Let's begin by importing some libraries

In [1]:
import tensorflow as tf
from tensorflow.python.framework import ops
import numpy as np
import matplotlib.pyplot as plt
tf.reset_default_graph()

Now we generate some sample. The idea is: we give 5 points at random and plot a cubic spline that fits them. Then we find the critical points.

For the interpolation part, I'm gonna use the following library

In [2]:
from scipy.interpolate import CubicSpline

First we define the interval $I = [0,10]$, and 5 points in it.

In [3]:
a, b = 0, 10
N = 20
interval = np.linspace(a,b, N)
x_ticks = np.linspace(1,9,5)

Now, in each one of these 5 points, we generate random numbers, that we will use to find interpolating cubic splines later on:

In [4]:
N_pop = 2000
X_points = 6*np.random.randn(5,N_pop)

Ok, we are ready to find the cubic splines. For example, if you would like to find the cubic splines passing through some points, you do

In [5]:
cs = CubicSpline(x_ticks,np.reshape(X_points[:,110],(-1,1)))

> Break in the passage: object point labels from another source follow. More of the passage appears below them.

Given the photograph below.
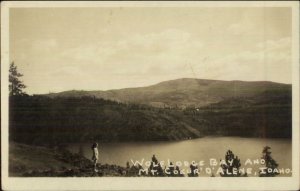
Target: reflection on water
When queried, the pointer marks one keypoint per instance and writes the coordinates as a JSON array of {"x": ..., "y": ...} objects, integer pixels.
[{"x": 203, "y": 149}]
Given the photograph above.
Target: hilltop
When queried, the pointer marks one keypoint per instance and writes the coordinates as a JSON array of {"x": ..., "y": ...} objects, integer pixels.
[{"x": 183, "y": 92}]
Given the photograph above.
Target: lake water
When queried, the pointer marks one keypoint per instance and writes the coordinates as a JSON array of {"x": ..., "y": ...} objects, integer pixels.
[{"x": 203, "y": 149}]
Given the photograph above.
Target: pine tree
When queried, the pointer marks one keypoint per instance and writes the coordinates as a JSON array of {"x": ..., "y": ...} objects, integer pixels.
[{"x": 15, "y": 85}]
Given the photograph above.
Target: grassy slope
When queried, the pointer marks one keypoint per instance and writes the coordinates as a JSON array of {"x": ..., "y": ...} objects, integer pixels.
[{"x": 24, "y": 158}]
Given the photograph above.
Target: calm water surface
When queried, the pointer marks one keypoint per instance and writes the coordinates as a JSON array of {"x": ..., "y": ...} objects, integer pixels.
[{"x": 202, "y": 149}]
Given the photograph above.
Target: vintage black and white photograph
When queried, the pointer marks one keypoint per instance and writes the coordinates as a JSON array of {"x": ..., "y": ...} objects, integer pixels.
[{"x": 164, "y": 91}]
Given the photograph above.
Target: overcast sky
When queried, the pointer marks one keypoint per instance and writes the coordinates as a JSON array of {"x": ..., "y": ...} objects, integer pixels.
[{"x": 61, "y": 49}]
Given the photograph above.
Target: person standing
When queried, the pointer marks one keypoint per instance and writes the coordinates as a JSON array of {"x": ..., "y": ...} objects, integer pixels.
[{"x": 95, "y": 155}]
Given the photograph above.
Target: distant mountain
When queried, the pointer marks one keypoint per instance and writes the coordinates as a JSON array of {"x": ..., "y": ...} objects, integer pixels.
[
  {"x": 197, "y": 108},
  {"x": 183, "y": 93}
]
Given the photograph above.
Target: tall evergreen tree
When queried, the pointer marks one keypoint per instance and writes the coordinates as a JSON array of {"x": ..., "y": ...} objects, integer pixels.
[{"x": 16, "y": 86}]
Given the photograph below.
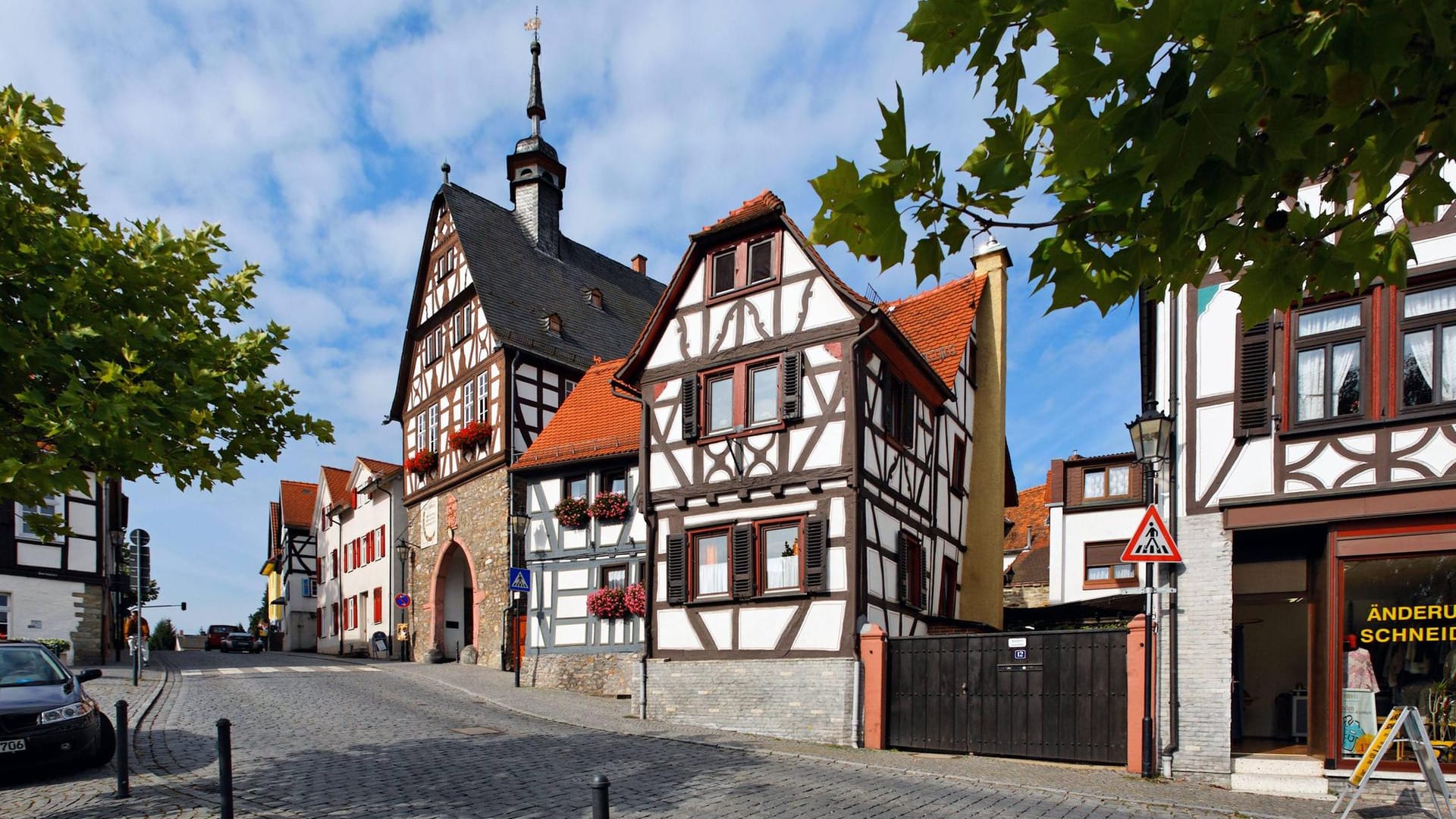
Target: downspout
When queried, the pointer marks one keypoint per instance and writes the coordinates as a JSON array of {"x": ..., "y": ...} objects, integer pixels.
[
  {"x": 650, "y": 518},
  {"x": 855, "y": 482},
  {"x": 1172, "y": 523}
]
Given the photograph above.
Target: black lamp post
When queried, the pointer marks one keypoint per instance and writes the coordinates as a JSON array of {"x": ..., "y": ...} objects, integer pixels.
[{"x": 1152, "y": 435}]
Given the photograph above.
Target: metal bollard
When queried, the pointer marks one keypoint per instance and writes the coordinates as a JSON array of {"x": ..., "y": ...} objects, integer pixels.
[
  {"x": 599, "y": 798},
  {"x": 123, "y": 768},
  {"x": 224, "y": 767}
]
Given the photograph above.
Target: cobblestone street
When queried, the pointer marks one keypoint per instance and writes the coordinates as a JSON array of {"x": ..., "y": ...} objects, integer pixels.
[{"x": 316, "y": 736}]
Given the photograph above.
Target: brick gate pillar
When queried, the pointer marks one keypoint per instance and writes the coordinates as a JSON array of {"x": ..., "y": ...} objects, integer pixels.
[{"x": 877, "y": 684}]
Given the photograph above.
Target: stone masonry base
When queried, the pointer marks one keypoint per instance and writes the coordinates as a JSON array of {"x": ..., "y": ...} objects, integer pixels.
[
  {"x": 601, "y": 675},
  {"x": 794, "y": 698}
]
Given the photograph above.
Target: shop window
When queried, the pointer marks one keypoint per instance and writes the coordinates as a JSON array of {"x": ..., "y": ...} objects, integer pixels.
[
  {"x": 1429, "y": 347},
  {"x": 1104, "y": 567},
  {"x": 1398, "y": 645},
  {"x": 1329, "y": 363}
]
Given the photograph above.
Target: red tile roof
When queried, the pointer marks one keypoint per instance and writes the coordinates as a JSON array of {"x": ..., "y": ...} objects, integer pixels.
[
  {"x": 1030, "y": 515},
  {"x": 338, "y": 482},
  {"x": 592, "y": 423},
  {"x": 938, "y": 322},
  {"x": 296, "y": 499}
]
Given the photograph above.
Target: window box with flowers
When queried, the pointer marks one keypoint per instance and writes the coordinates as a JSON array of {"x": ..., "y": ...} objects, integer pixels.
[
  {"x": 607, "y": 604},
  {"x": 471, "y": 436},
  {"x": 573, "y": 512},
  {"x": 610, "y": 507},
  {"x": 422, "y": 463}
]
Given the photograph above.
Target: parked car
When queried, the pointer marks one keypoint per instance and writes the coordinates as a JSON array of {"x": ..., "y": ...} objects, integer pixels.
[
  {"x": 216, "y": 635},
  {"x": 242, "y": 642},
  {"x": 46, "y": 714}
]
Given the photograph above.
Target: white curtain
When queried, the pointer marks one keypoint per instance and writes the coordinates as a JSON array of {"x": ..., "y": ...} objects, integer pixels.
[
  {"x": 1420, "y": 347},
  {"x": 1310, "y": 385},
  {"x": 1427, "y": 302},
  {"x": 1329, "y": 321}
]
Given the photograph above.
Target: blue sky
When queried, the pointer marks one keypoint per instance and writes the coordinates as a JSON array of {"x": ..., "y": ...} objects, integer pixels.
[{"x": 313, "y": 134}]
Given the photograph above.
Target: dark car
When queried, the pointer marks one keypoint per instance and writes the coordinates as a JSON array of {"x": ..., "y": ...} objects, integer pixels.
[
  {"x": 218, "y": 635},
  {"x": 46, "y": 716},
  {"x": 242, "y": 642}
]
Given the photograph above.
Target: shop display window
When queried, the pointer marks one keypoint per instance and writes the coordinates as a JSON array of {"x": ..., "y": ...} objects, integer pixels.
[{"x": 1398, "y": 646}]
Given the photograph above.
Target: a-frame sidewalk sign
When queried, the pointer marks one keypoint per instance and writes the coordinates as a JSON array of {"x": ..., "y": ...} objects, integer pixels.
[
  {"x": 1402, "y": 719},
  {"x": 1150, "y": 541}
]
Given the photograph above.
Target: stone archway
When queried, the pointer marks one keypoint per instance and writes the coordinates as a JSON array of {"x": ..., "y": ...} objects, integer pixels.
[{"x": 453, "y": 601}]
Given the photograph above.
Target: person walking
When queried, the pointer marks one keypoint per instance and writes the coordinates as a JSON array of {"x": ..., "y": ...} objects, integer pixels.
[{"x": 137, "y": 635}]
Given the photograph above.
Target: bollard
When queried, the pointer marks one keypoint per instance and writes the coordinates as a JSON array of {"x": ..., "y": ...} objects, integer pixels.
[
  {"x": 599, "y": 798},
  {"x": 224, "y": 767},
  {"x": 123, "y": 770}
]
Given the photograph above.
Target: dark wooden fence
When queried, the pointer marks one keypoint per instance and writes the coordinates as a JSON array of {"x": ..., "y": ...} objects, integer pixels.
[{"x": 1036, "y": 694}]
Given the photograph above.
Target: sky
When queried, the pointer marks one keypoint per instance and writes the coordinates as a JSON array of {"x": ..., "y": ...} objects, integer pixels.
[{"x": 313, "y": 134}]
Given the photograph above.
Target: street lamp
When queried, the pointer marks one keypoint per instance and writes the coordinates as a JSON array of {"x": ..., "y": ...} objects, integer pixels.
[{"x": 1152, "y": 433}]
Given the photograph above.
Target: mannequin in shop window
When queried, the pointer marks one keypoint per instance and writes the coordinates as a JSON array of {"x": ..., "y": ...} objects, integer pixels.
[{"x": 1359, "y": 667}]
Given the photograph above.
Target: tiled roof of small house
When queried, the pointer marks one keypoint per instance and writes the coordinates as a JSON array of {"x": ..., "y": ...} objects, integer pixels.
[
  {"x": 1030, "y": 515},
  {"x": 592, "y": 423},
  {"x": 296, "y": 499},
  {"x": 938, "y": 322}
]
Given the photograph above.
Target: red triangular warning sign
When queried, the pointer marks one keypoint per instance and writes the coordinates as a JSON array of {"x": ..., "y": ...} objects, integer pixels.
[{"x": 1152, "y": 542}]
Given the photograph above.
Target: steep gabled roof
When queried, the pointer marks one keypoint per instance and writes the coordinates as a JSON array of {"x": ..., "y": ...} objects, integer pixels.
[
  {"x": 296, "y": 499},
  {"x": 938, "y": 322},
  {"x": 519, "y": 284},
  {"x": 592, "y": 423},
  {"x": 764, "y": 209}
]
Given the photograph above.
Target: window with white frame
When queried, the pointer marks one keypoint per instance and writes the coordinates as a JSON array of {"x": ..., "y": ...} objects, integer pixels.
[{"x": 24, "y": 515}]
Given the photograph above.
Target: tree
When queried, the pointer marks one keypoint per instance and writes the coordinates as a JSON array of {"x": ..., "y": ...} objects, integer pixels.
[
  {"x": 1174, "y": 139},
  {"x": 123, "y": 349}
]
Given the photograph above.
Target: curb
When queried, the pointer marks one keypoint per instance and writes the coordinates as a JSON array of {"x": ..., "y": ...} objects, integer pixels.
[{"x": 856, "y": 764}]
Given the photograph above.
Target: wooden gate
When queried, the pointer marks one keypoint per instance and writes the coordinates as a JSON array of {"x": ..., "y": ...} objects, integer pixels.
[{"x": 1036, "y": 694}]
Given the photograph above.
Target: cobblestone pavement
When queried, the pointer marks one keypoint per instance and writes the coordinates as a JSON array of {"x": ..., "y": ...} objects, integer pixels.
[{"x": 410, "y": 741}]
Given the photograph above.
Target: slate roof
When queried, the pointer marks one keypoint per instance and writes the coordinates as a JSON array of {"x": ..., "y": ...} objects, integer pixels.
[
  {"x": 1030, "y": 515},
  {"x": 520, "y": 284},
  {"x": 296, "y": 499},
  {"x": 592, "y": 423},
  {"x": 938, "y": 322}
]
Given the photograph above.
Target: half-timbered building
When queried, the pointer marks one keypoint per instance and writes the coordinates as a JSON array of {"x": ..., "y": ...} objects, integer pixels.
[
  {"x": 61, "y": 588},
  {"x": 506, "y": 316},
  {"x": 808, "y": 468},
  {"x": 1312, "y": 488},
  {"x": 585, "y": 542}
]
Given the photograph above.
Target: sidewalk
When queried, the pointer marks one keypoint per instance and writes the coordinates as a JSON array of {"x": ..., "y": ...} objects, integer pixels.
[{"x": 1104, "y": 783}]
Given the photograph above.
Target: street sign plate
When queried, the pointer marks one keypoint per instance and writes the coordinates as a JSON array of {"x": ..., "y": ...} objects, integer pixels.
[{"x": 1150, "y": 541}]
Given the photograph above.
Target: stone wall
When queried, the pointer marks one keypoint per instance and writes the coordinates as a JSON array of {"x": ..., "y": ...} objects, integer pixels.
[
  {"x": 482, "y": 507},
  {"x": 607, "y": 673},
  {"x": 1204, "y": 651},
  {"x": 791, "y": 698}
]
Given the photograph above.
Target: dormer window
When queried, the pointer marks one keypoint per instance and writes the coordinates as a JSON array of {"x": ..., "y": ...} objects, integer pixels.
[{"x": 750, "y": 262}]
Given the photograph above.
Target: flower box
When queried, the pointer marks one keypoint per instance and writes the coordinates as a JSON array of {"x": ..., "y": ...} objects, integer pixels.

which gives something like this

In [6]:
plt.figure(figsize=(15,8))
plt.plot(interval, cs(interval),lw=3,color='blue')
plt.plot(x_ticks,X_points[:,110].T,marker='H',linestyle='',color='red',markersize=18)
plt.grid(True)
plt.xlabel('x',size=22)
plt.ylabel('f(x)',size=22)
Out[6]:
Text(0, 0.5, 'f(x)')

And now, if we want to find the critical points we do

In [7]:
z_roots = cs.derivative().roots()
print(z_roots)
[array([2.00443804, 4.93219054, 7.77004996])]

In fact, we would like to consider only critical points in the interval [0,10], but this part is much easier, and I will point that out in the later code.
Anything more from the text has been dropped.